A hallmark of 12 step recovery programs is the offer of anonymity to participants, but the principle goes much deeper than just not revealing last names.
In order to keep the focus on principles rather than personalities, personal anonymity should be maintained at all levels of participation in 12 step fellowship -- in meetings, in 12th step work, and even in sponsorship. Anonymity is maintained not so much for the protection of the individual as for the protection of the program.

Tradition 12
Anonymity is the spritual foundation of all our Traditions, ever reminding us to place principles above personalities.
Visitors to the Alcoholism site were asked to share their views on the 12th Tradtion on the bulletin board.

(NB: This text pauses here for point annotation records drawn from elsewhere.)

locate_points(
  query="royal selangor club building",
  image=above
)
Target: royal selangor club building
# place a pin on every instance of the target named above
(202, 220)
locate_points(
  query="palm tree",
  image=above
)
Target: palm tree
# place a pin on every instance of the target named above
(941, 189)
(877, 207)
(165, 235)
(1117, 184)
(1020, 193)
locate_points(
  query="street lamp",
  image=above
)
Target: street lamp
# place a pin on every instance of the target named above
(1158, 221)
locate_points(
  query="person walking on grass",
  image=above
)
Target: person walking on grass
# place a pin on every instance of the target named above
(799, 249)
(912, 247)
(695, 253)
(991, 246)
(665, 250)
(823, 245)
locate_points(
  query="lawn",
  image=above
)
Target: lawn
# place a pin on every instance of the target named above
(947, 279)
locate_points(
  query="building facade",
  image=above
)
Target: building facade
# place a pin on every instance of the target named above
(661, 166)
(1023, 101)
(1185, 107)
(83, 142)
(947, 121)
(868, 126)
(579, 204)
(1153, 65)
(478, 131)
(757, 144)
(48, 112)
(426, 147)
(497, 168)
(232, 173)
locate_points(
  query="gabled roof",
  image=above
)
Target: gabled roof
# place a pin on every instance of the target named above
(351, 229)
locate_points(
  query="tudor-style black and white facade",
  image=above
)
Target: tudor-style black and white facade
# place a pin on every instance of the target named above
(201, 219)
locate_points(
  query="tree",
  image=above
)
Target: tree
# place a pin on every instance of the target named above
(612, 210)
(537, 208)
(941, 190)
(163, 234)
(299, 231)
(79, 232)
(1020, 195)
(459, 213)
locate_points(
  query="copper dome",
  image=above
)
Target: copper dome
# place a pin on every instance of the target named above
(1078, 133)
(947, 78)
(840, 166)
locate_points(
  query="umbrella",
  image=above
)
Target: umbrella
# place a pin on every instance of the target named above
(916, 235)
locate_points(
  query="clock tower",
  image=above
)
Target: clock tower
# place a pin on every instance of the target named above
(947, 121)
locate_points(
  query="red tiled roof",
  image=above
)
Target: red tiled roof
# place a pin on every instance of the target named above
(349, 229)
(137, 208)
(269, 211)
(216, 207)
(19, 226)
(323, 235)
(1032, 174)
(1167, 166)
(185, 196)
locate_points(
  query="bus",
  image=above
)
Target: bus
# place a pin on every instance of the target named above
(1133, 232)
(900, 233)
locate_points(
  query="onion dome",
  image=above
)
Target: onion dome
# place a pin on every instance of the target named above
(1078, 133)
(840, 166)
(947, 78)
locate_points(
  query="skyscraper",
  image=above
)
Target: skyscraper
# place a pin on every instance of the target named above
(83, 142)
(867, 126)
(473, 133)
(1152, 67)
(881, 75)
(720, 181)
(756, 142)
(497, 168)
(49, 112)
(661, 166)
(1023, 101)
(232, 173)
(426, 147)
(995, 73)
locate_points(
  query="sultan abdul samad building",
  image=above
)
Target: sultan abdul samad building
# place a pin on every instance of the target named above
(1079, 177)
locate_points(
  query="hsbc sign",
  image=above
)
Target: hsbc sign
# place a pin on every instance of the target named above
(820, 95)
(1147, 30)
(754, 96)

Their reflections provide us a glimpse of the underlying principal of this tradition.

No human power...

I cannot think about this tradition without the words "No human power could have relieved us from our alcoholism". It is the principals of this program that will keep me sober and enable me to have a real life not a person. No guru wheather they mean well or ill can provide the power to prevent me from taking the first drink.
I have seen so many people in AA follow a particular sponsor or counselor as if they were the sole authority on "the way" only to have that person prove all to human and inevitably fail as God.
When we put someone on a pedistal we all know what part we will see! This program is a "we" thing for many reasons. Deifying a person not only harms the followers but the followed, who are then in no position to need anyone themselves.
Maryann

A Genuine Humility

The twelfth tradition actually reads (long form): "And finally, we of Alcoholics Anonymous believe that the principle of anonymity has an immense spiritual significance. It reminds us that we are to place principles before personalities; that we are actually to practice a genuine humility. This to the end that our great blessings may never spoil us; that we shall forever live in thankful contemplation of Him who presides over us all."
I saw this in action here in Australia years ago at an AA Conference. During a break in the talks, a priest member was standing surrounded by other members in earnest conversation. I was passing by when an old-timer went right up to him pushing through the crowd of admirers.
He fronted him by saying: "Take those crosses off your shirt collar, we have no clergy in AA!" There was stunned shocked silence for a few awkward moments.
Then someone said: "Listen mate, this is Father X, you ought to be treating him with respect." The intruder replied: "We in AA call no one of us 'Father'. We don't call judges in AA 'Your Honour', and we don't wear anything that sets us apart or above anyone else. We are all equal here. Don't big note yourself with us!"
Others were obviously getting angry with this rude member but the priest calmly said: "No, he's right" and started to take the gold crosses off of his shirt. "Just call me by my first name from now on. He's said all that so I don't forget that I'm just another AA member one drink away from being drunk just like the rest of you. Thank you sir. Now what were we talking about?"
The tradition says that we practice this tradition this for three reasons: so we can actually practice genuine humility, so we don't get too up ourselves (spoiled), and so that we can always keep our gratitude in mind. That older member and the priest both showed one aspect of the 12th tradition in action.